Und wieder eine sorgenvolle Zukunft

Diese Sonderförderung, die der gesamten Freien Szene ermöglichte, die Strukturen aufzubauen, die sie schon lange forderte und auf die sie gut vorbereitet war, brechen nun komplett ab und nicht nur die Theaterwerkstatt Pilkentafel befindet sich wieder in einer existentiell gefährlichen Unterfinanzierung. Es ist das Gegenteil von nachhaltig, all diese bundesweit gerade aufgebauten gut funktionierenden Netzwerke, Betriebsstrukturen und Personalstellen wieder abzubauen. Die Lösung dieses Problems kann nur in einer deutlich höheren Förderung aus regionalen Mitteln liegen.
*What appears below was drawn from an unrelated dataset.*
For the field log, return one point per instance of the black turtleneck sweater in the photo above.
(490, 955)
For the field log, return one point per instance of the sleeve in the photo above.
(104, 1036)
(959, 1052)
Sonst wäre auch die Weiterentwicklung in der Pilkentafel, die in den letzten Jahren so viel an Substanz und Potenzial gewonnen hat und eine Zukunft über die Arbeit von Torsten Schütte und Elisabeth Bohde hinaus möglich macht, abrupt beendet.

Ausblick

Keine guten Nachrichten zu dem Jubiläum 40 Jahre Pilkentafel als Ensemble und 25 Jahre Pilkentafel als Haus, an dem auch das digitale Archiv an den Start geht, in dem nun über 80 Produktionen, zahllose Interventionen, Reisen, Kämpfe und Gedanken für alle zugänglich und sichtbar werden.
Aber es gilt das Prinzip Hoffnung und mit den vielen neuen Verbündeten wurde nun erst mal gefeiert.